![alt text](egm-logo.png "Title")

## Use BentoML with ONNX model zoo(Yolov4)

**BentoML makes moving trained ML models to production easy:**

* Package models trained with **any ML framework** and reproduce them for model serving in production
* **Deploy anywhere** for online API serving or offline batch serving
* High-Performance API model server with *adaptive micro-batching* support
* Central hub for managing models and deployment process via Web UI and APIs
* Modular and flexible design making it *adaptable to your infrastrcuture*

BentoML is a framework for serving, managing, and deploying machine learning models. It is aiming to bridge the gap between Data Science and DevOps, and enable teams to deliver prediction services in a fast, repeatable, and scalable way.
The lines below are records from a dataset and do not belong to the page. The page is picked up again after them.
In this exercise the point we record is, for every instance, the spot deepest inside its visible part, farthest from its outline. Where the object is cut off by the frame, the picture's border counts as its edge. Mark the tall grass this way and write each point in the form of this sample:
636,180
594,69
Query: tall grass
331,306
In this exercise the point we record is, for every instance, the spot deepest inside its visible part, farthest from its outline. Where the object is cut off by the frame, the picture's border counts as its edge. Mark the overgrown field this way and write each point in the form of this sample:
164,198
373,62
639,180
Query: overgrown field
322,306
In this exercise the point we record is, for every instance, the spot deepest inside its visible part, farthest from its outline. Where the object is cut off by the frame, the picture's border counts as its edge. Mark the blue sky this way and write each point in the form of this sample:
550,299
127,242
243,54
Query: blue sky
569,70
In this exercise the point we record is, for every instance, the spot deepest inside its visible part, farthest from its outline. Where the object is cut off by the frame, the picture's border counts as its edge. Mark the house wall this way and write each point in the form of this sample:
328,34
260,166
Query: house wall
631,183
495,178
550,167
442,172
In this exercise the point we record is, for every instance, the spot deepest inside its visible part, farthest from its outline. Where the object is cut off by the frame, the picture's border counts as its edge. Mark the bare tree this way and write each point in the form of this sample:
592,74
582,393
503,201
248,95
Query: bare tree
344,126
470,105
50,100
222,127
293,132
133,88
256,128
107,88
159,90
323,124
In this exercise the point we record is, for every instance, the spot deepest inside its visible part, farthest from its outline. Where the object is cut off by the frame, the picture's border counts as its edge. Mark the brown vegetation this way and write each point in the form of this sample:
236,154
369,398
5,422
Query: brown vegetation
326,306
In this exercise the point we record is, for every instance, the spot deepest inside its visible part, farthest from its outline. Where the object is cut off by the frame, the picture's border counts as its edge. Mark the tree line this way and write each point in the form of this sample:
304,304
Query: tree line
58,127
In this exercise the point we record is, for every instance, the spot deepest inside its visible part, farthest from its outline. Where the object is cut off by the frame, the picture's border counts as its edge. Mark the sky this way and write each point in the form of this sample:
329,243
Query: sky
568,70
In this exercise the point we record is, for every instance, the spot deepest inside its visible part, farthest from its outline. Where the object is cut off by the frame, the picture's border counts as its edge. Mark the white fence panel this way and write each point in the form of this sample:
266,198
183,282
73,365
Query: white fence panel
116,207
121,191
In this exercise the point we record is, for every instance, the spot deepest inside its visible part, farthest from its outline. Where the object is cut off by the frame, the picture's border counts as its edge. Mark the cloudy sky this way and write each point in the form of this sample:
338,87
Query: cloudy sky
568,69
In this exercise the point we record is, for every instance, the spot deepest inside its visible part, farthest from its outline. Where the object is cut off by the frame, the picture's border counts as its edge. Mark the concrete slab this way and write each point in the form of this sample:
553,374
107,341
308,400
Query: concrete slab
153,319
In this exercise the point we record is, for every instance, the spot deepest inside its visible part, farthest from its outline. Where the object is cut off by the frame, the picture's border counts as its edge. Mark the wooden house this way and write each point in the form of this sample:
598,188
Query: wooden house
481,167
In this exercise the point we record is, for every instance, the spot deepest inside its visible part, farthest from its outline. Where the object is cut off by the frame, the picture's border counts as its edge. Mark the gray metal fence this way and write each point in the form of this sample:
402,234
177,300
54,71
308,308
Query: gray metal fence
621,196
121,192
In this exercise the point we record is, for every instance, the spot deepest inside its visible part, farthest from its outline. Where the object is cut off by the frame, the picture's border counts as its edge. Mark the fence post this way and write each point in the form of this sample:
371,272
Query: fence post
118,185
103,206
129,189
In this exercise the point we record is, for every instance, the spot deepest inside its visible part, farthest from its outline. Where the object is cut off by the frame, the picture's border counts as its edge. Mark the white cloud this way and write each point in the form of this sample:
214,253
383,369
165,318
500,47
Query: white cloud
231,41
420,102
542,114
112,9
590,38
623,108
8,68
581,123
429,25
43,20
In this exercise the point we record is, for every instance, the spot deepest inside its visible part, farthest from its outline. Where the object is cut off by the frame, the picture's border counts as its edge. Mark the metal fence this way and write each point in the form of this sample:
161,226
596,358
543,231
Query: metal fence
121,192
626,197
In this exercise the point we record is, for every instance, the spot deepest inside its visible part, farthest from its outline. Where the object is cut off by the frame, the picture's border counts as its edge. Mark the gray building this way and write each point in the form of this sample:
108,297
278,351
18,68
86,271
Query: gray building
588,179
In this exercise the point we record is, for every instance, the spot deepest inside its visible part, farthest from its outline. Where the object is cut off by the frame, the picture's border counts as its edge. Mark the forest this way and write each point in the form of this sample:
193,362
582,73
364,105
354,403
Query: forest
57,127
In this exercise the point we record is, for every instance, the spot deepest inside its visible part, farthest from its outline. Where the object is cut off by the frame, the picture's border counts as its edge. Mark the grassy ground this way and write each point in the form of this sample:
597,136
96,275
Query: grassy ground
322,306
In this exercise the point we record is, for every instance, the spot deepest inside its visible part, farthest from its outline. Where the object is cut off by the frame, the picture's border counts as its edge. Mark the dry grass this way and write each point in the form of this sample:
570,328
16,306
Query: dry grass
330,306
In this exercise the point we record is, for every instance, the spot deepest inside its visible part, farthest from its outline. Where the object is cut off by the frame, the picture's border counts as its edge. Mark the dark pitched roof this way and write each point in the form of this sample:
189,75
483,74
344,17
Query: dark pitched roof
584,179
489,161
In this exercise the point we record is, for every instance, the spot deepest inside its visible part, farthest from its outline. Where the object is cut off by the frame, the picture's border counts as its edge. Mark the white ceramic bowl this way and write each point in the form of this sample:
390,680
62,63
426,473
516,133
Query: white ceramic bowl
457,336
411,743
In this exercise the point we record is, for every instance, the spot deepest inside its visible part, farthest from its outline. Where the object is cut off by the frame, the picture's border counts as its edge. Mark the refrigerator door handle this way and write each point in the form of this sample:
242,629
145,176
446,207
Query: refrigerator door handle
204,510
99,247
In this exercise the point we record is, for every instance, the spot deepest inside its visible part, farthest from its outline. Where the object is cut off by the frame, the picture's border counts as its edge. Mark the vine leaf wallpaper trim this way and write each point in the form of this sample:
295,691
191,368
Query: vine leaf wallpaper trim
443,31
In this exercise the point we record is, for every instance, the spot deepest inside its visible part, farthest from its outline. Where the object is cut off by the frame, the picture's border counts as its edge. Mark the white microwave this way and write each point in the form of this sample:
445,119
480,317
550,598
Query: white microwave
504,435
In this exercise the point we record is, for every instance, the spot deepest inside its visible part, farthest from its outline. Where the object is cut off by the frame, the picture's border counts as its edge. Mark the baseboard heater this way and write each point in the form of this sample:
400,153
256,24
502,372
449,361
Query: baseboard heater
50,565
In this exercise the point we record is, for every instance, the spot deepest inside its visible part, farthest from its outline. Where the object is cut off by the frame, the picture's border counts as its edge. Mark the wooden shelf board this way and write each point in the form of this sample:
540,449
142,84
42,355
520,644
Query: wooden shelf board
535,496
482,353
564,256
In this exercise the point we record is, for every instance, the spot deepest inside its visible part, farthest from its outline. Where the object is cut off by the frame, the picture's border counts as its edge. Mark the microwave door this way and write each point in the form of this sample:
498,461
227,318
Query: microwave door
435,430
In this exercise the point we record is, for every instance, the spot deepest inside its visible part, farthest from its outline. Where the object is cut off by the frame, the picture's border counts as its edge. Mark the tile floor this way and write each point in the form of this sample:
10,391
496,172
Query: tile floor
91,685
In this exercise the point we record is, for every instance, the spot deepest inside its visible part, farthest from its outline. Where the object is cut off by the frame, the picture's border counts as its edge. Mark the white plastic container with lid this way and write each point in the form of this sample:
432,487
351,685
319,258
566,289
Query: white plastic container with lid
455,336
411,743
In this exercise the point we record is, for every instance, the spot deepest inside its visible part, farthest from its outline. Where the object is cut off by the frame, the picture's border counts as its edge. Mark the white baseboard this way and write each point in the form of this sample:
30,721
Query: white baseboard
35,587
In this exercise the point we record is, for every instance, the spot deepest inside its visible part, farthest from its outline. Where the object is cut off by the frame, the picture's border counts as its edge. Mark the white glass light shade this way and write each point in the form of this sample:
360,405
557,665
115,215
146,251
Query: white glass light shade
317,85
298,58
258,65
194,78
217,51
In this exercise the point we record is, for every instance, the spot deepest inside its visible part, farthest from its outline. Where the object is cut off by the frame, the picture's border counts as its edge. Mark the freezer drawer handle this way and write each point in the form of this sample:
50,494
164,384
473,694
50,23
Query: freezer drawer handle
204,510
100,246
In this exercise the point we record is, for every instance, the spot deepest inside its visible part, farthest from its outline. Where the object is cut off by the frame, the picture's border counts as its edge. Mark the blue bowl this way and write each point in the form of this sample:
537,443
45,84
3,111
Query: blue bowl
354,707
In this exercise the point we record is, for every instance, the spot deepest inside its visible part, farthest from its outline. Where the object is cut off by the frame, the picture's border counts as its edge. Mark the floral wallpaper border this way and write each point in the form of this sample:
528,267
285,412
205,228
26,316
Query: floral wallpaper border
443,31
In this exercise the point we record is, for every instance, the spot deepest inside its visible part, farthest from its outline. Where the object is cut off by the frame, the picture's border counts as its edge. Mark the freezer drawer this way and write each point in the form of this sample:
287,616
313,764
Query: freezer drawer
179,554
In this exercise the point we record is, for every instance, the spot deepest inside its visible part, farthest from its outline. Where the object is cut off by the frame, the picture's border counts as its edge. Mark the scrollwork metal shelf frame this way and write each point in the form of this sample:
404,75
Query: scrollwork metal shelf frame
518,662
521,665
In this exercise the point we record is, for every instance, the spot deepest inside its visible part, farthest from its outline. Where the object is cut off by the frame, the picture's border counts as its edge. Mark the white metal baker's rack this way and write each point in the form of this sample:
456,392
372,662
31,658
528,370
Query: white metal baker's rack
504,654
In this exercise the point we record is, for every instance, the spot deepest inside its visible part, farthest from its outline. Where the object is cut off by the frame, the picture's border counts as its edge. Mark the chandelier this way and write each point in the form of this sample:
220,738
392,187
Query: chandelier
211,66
Before reading this example project, be sure to check out the [Getting started guide](https://github.com/bentoml/BentoML/blob/master/guides/quick-start/bentoml-quick-start-guide.ipynb) to learn about the basic concepts in BentoML.

This example notebook demonstrates how to use ONNX model zoo with BentoML.  It defines a BentoService with `Yolov4` model and deploys it to AWS sagemaker as an API endpoint.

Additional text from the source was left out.